Seriously though I believe in what Signal is doing and will probably continue to use and suggest the app. But it will hurt every time I do it.

jeanvalmarc · 6 years ago
Weird, as anecdotes go I've always thought the signal iOS app was very polished. I just checked three of those issues (camera access, shared links, search) on an iPhone 11 Pro Max and I wasn't able to reproduce. I suspect Signal may not have a QA group large enough to test on every phone/environment.
nikisweeting · 6 years ago
Yes, I've given up trying to report these issues as it's been years since my initial reports and I've never seen the things I reported fixed.

Signal desktop has been broken for almost a year for me "Error handling incoming message" is shown instead of each message. Theres no easy way to transfer messages between devices out-of-band when migrating to a new device (e.g. via encrypted binary backup blob). Messages constantly fail to arrive when they're sent, I often get them days after the person sent them. etc.

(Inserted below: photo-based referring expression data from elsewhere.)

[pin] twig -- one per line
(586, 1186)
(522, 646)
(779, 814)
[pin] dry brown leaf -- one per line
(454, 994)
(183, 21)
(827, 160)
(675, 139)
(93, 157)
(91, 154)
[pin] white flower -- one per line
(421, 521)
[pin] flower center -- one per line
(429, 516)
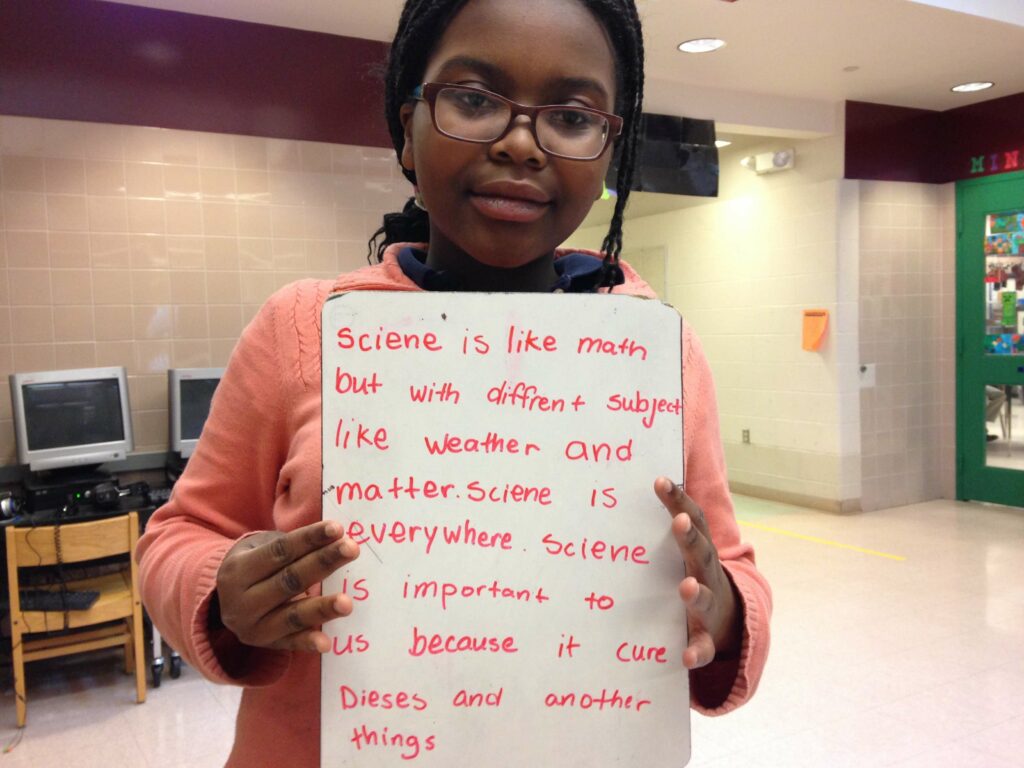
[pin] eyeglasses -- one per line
(481, 117)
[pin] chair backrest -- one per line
(77, 542)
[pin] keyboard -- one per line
(55, 600)
(158, 497)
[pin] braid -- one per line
(421, 26)
(627, 38)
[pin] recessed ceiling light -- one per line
(701, 45)
(972, 87)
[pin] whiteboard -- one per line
(515, 598)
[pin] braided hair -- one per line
(424, 20)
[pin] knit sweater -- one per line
(257, 467)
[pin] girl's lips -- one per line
(508, 209)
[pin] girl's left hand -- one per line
(713, 616)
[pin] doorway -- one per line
(990, 339)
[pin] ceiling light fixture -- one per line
(701, 45)
(972, 87)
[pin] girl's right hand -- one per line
(263, 583)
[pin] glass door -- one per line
(990, 339)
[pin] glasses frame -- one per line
(428, 92)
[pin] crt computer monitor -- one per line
(189, 393)
(71, 418)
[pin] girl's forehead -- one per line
(526, 41)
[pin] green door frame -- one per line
(975, 369)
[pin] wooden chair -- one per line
(115, 619)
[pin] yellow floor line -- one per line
(816, 540)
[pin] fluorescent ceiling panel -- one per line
(1011, 11)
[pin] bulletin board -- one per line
(515, 598)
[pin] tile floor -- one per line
(876, 662)
(1008, 450)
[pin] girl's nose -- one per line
(519, 145)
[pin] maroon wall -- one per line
(989, 134)
(91, 60)
(896, 143)
(892, 143)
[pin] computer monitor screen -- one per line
(71, 418)
(190, 392)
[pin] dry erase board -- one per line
(516, 594)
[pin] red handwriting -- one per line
(437, 644)
(629, 652)
(599, 701)
(382, 340)
(476, 492)
(627, 347)
(375, 699)
(465, 698)
(410, 742)
(526, 341)
(399, 532)
(596, 550)
(492, 442)
(601, 602)
(510, 492)
(343, 436)
(598, 452)
(446, 590)
(372, 492)
(346, 383)
(480, 345)
(358, 592)
(568, 646)
(649, 407)
(352, 644)
(430, 392)
(524, 396)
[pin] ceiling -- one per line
(783, 69)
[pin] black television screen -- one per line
(677, 157)
(196, 397)
(73, 413)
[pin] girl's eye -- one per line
(472, 102)
(571, 120)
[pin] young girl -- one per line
(231, 564)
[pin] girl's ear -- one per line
(406, 115)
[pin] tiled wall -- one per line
(740, 270)
(907, 328)
(152, 248)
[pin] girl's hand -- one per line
(713, 617)
(262, 584)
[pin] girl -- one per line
(504, 116)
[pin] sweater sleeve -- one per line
(725, 684)
(226, 492)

I could go on...

jcrawfordor · 6 years ago
Signal desktop "works" for me in the sense that I usually receive messages, but probably about once a day one of my conversations suddenly displays somewhere from 20 to 70 lines of "Error handling incoming message." In talking to people this doesn't seem to be in response to any actual activity by the person on the other end.

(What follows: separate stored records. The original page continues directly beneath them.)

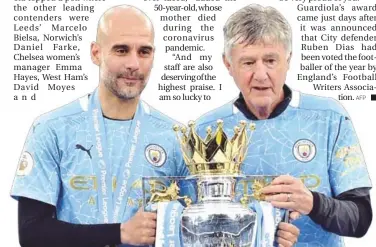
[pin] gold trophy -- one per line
(216, 212)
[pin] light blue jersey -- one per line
(313, 139)
(90, 167)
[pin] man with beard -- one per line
(79, 179)
(311, 138)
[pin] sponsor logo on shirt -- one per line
(304, 150)
(26, 164)
(155, 154)
(82, 148)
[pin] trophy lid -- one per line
(215, 154)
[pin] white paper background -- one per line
(17, 116)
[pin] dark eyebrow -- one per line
(115, 47)
(125, 47)
(245, 58)
(271, 55)
(147, 47)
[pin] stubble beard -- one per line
(110, 81)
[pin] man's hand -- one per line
(290, 193)
(287, 235)
(140, 229)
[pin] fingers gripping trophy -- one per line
(213, 216)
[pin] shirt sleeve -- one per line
(37, 176)
(347, 168)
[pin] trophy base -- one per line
(218, 224)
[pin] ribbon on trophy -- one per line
(112, 205)
(268, 218)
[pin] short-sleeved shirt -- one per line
(56, 166)
(312, 139)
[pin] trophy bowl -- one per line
(215, 219)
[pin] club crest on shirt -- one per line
(304, 150)
(25, 165)
(155, 154)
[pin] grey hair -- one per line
(255, 23)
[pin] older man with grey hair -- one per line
(308, 137)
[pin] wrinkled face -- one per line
(259, 71)
(125, 56)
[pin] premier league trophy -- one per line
(212, 216)
(216, 219)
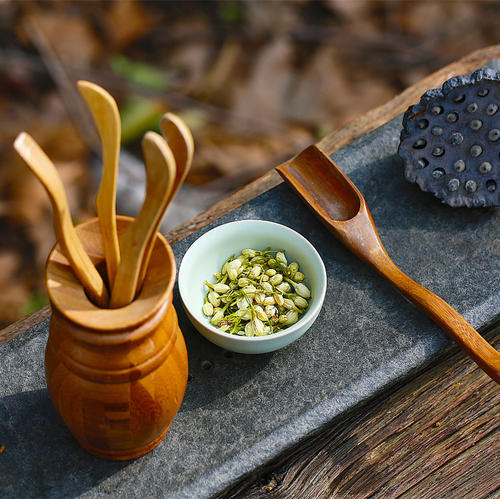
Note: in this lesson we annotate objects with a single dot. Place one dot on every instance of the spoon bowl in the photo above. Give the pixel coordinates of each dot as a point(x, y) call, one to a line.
point(341, 207)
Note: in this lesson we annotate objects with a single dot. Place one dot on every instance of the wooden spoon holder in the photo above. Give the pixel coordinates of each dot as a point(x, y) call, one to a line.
point(117, 376)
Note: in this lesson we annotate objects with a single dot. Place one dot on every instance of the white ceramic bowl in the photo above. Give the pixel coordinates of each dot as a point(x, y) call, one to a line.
point(207, 255)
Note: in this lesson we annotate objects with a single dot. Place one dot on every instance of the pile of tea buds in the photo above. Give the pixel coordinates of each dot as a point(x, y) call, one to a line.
point(256, 293)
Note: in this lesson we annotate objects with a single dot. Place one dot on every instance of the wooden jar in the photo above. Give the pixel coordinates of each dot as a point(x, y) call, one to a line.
point(117, 377)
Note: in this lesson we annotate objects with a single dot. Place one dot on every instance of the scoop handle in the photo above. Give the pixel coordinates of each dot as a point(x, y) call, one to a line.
point(361, 228)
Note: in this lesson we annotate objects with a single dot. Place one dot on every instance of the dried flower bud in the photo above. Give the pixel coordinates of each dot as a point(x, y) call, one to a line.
point(245, 315)
point(270, 311)
point(300, 302)
point(214, 298)
point(269, 300)
point(249, 290)
point(292, 316)
point(232, 269)
point(243, 303)
point(250, 253)
point(259, 312)
point(279, 299)
point(255, 272)
point(276, 279)
point(284, 287)
point(301, 289)
point(221, 288)
point(280, 257)
point(243, 281)
point(259, 298)
point(208, 309)
point(217, 317)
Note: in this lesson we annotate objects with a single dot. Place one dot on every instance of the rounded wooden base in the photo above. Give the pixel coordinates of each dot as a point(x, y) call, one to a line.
point(125, 454)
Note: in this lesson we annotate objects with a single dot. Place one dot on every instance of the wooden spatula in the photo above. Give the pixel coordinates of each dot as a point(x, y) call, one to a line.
point(82, 266)
point(107, 119)
point(160, 175)
point(342, 208)
point(181, 143)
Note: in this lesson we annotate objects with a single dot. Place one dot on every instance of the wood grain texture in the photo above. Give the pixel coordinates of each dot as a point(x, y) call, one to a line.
point(160, 176)
point(46, 172)
point(116, 377)
point(341, 207)
point(107, 119)
point(436, 436)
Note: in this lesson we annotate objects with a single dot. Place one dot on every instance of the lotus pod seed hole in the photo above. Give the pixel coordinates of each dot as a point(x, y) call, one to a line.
point(476, 150)
point(456, 138)
point(422, 163)
point(476, 125)
point(494, 134)
point(485, 167)
point(422, 124)
point(438, 173)
point(420, 144)
point(438, 151)
point(453, 184)
point(491, 186)
point(470, 186)
point(491, 109)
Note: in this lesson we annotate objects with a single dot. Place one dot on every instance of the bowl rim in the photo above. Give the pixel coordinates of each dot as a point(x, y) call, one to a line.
point(313, 312)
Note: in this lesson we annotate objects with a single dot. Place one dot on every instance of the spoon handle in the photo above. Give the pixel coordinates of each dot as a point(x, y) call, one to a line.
point(107, 119)
point(181, 143)
point(361, 228)
point(46, 172)
point(160, 173)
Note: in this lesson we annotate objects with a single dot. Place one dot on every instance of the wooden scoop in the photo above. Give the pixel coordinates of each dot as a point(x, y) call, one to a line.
point(107, 119)
point(342, 208)
point(71, 246)
point(180, 142)
point(160, 174)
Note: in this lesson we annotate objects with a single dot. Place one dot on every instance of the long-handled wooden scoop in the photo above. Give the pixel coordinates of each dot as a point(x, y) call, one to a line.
point(107, 119)
point(71, 246)
point(342, 208)
point(181, 143)
point(160, 174)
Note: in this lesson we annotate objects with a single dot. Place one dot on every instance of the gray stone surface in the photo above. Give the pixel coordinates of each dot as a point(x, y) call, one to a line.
point(246, 409)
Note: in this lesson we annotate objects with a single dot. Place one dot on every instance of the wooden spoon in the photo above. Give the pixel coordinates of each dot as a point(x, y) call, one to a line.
point(160, 174)
point(107, 119)
point(342, 208)
point(71, 246)
point(181, 143)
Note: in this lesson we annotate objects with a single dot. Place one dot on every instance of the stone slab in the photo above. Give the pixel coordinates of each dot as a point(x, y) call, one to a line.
point(245, 410)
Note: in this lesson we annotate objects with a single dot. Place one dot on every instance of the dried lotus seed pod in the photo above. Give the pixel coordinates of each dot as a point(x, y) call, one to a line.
point(450, 142)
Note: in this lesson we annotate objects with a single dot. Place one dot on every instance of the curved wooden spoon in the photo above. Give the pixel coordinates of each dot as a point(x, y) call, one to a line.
point(342, 208)
point(82, 266)
point(107, 119)
point(181, 143)
point(160, 174)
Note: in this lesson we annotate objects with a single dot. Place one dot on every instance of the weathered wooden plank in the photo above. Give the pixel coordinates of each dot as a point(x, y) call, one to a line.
point(436, 436)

I feel like I've seen Signal problems appear and get fixed, like for a couple months the desktop client just wouldn't get half or so of the messages I received, and then one day it seemed fine again. But the long deluges of "Error handling incoming message" have been present, as far as I can tell, for the entire time that I have used Signal Desktop, perhaps 3 years. I guess I consider it a feature now. :/

kochthesecond · 6 years ago
I wont herald Signal as epitome og UX, but I have never seen most of these issues on iOS. My biggest complaint now is general slowness/sluggish and the fact that sometimes messages will still arrive out of order...
bzb3 · 6 years ago
I admit I've never used signal for chatting (since no friends of mine have it) but just browsing the menus on Android and iOS left me with a bad taste in my mouth. Everything looked and felt very amateurish.
vin047 · 6 years ago
Can’t comment on the rest of your criticisms but you can (finally) backup chats to iCloud – features’ been present for the last few months.
Wowfunhappy · 6 years ago
Edit: Please ignore this.

Gated behind enabling two factor authentication for some reason. Which I'm never enabling because (A) it's impossible to turn back off and (B) you need a second Apple device for the second factor.

mdaniel · 6 years ago
Have you reported that behavior, preferably with a debuglogs attachment in their GitHub tracker (or even the community forum)?
dmurray · 6 years ago
That would be a fair question if GP had complained about one specific but niche bug. It's disingenuous when he complains about multiple problems, at least some of which don't need a detailed bug report to discover, and specifically points to two PRs addressing one of his complaints which weren't merged.
andrewkdinh · 6 years ago
Unfortunately, I’ve encountered many of the same issues, so I would recommend trying either Session (fork of Signal) [1] or Telegram (less secure but supports bots) [2]

[1] https://getsession.org/ [2] https://telegram.org/

AriaMinaei · 6 years ago
Telegram is not just “less secure”. It’s not secure, period. Messages are stored on the server in plaintext. That’s what makes it orders of magnitude easier for them to implement all those features (large groups, channels, bots, etc).